You can see the status using
# btrfs scrub status -d /path
- SandsharkMay 05, 2021Sensei
As best as I can tell, the MDADM re-sync is triggered by the equivalent of echo repair > /sys/block/mdXXX/md/sync_action (where XXX is the array designator, 127 for most single-array NAS). You should be able to pause it with echo 0 >/proc/sys/dev/raid/speed_limit_max. or slow it way down with something between the default of 200000 and 0. Other methods I know of will cause it to start from scratch when re-started, not resume where it left off.
I have long complained that Netgear is needlessly stressing the drives and taking up valuable assets by doing both btrfs scrub and mdadm re-sync simultaneously. My personal experience by doing each manually shows the total time for doing them separately is about the same as concurrently since each slows the other when they are concurrent.
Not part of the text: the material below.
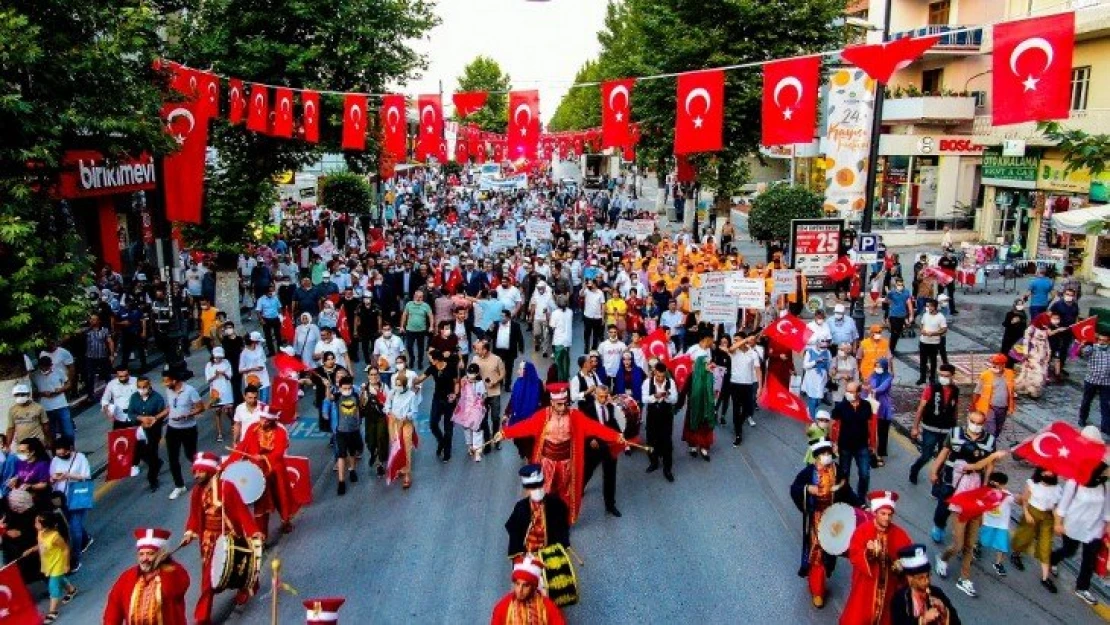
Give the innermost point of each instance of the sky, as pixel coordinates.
(540, 43)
They should be automatically sequential or two separate scheduled operations. My only guess is that the only way to easily show the total progress is to actually only look at one of the processes as it is affected by the other. In other words, lazy programming.
While the processes do take 100% of the CPU on a system like a 516, that's only when others aren't asking for time. It's a bigger deal on less powerful NAS. And the drive I/O is a huge problem with an EDA500 on any NAS. When I had a 516 with two EDA500's, a scrub could backlog other processes needing access to the array in one of the EDA's that the whole NAS nearly locked up and the sync/scrub slowed to such a crawl (having already been slow with the eSATA port expansion interface), that I never even found out if it would ever come out of it. I ultimately just did each manually via SSH, though I suppose I could have created a CRON process to do it periodically. I moved to a rack-mount NAS instead.